If you are concerned that your newborn may have FHS, it is important to seek medical care. Your doctor will be able to assess your child and determine if further treatment is necessary. In some cases, a carnial helmet may be prescribed in order to correct the head shape. Let’s see What causes flat head syndrome? How Does a baby’s flat head correct itself? and How to fix a baby’s flat head without a helmet?

Medical Care for the baby Head Shape

 

What Causes Flat Head Syndrome?

There are a number of factors that can contribute to FHS, including:

Positional Molding: This occurs when your baby spends extended periods of time in one position, such as when sleeping on their back. As the name suggests, this can cause the head to take on a certain shape.

Torticollis: Torticollis in babies is a condition where the neck muscles are tight, causing the head to tilt to one side. Babies with torticollis may also have difficulty moving their heads from side to side.

Prematurity: Premature babies are more likely to develop FHS because their skulls are softer than those of full-term babies. In addition, they often spend extended periods of time in the neonatal intensive care unit (NICU), where they may be positioned in one spot for long periods of time.

Does a Baby’s Flat Head Correct Itself?

In most cases, yes. As your baby grows and starts to spend more time upright or on their stomachs, the head will round out on its own. However, there are some cases where intervention may be necessary. This is typically determined by your child’s age, the severity of flatness, and whether or not there are any associated conditions present.

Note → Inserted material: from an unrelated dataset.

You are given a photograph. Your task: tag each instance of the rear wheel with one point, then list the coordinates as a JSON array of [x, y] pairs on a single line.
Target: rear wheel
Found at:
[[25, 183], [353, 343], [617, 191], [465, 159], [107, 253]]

How to Fix a Baby’s Flat Head Without a Helmet?

There are a number of ways you can help prevent or treat FHS without resorting to a helmet, including: 

Tummy Time: Spend some time each day letting your baby lie on their stomach while supervised. This will help strengthen their neck muscles and prevent positional molding.

Move Their Head During Feedings: When you’re feeding your baby, make sure to frequently move their head from side to side so that they don’t get used to always looking in one direction.

Position Them Upright: Whenever possible, position your baby upright rather than lying down flat. For example, you could hold them upright during feedings or put them in an infant seat that props them up slightly.

Note: Do not put pillows under your baby’s head, as this can increase the risk of suffocation.

Infant Flat Head Treatment Experts at New Jersey, Morristown.

The team at NJ Craniofacial Center are healthcare professionals with specialized knowledge and experience in treating plagiocephaly, or baby flat head syndrome. Our specialists can help parents of children suffering from plagiocephaly understand their condition and develop the best possible treatment plan for their baby’s individual needs. Call us now without any delay.

Conclusion: 

A newborn’s head is very soft and malleable, so it is not uncommon for their heads to be misshapen. In most cases, the misshapen head will round out on its own within the first few months without intervention. However, in some cases, such as Flat Head Syndrome (FHS), further treatment may be necessary. Early intervention is key, so it is important to seek medical advice as soon as possible if infant flat head syndrome is suspected.